L’altezza di ogni punto nell’immagine scansionata viene ricostruita dal suo orientamento tridimensionale. La risoluzione spaziale in altezza è nello stesso range della risoluzione laterale e, poiché si basa sui segnali BSE, dipende dalla densità del materiale.
Fig.5 – Immagine BSE e modello 3D di un tipico campione di calibrazione per la ricostruzione 3D, costituito da tre piramidi di calibrazione e da una struttura a cupola di allineamento. (Campioni di calibrazione Point Electronic GmbH)
Nella ricostruzione 3D Live al SEM, il calcolo delle altezze viene eseguito in tempo reale durante l’acquisizione delle immagini. La strumentazione necessaria è costituita da un detector BSE con almeno 4 settori, un software dedicato e uno o più campioni standard di calibrazione scelti in funzione dell’ingrandimento con cui si acquisiscono le immagini per la ricostruzione 3D.
La calibrazione comprende diversi step, tra cui la regolazione del guadagno e dell’offset dei 4 segnali, e il controllo delle proprietà geometriche del rivelatore (distanza dal campione, angolo rispetto alla scan rotation, area di rilevamento, raggio di curvatura a bassi ingrandimenti). Con la procedura di calibrazione vengono stimati non solo i fattori di scala laterale, ma anche la scala in z e le deviazioni non lineari, per consentire una valutazione dell’accuratezza dei dati topografici.
I campioni standard utilizzati per la calibrazione (Fig. 5) consistono in strutture tridimensionali precedentemente misurate con uno strumento metrologico come un microscopio a scansione di sonda (SPM), e contrassegnate con segni di marcatura posizionati a diverse altezze per determinare i fattori di scala e tutti quei coefficienti di correzione che sono necessari all’algoritmo di calcolo delle altezze.

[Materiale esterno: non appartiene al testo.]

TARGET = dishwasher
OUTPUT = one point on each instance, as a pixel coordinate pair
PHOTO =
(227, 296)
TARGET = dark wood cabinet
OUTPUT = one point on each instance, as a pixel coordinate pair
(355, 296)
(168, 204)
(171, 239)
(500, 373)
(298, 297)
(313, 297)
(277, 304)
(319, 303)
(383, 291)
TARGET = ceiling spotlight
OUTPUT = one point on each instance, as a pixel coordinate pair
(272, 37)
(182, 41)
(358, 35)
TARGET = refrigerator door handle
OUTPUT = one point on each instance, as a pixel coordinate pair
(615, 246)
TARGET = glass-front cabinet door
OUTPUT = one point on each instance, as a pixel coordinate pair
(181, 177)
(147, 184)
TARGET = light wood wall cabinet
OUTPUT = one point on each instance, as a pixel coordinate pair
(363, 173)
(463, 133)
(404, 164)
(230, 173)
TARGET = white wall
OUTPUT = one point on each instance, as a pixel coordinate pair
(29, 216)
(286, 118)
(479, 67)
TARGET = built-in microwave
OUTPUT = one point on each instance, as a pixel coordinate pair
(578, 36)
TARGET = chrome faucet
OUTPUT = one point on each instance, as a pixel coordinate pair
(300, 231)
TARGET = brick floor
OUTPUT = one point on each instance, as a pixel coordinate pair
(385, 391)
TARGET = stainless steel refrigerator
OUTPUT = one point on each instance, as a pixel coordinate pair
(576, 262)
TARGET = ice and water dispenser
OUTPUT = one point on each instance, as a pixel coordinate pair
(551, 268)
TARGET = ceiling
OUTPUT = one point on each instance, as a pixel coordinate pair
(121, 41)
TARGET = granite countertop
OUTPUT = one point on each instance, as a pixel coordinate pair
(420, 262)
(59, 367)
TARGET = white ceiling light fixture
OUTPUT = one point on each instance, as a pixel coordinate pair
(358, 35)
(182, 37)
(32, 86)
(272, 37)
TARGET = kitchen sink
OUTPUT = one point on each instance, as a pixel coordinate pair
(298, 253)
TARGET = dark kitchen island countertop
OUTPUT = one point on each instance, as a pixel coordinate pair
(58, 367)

Standard per la calibrazione del detector EDS
I sistemi EDS sono generalmente molto stabili in normali ambienti di laboratorio, ma le prestazioni e l’accuratezza delle analisi potrebbero comunque essere degradate da idrocarburi o condensa sulla finestra del rivelatore o dalla perdita dell’alto vuoto all’interno del rivelatore. Nello specifico, i raggi X a bassa energia (elementi più leggeri) sono quelli maggiormente interessati rispetto ai raggi X ad alta energia.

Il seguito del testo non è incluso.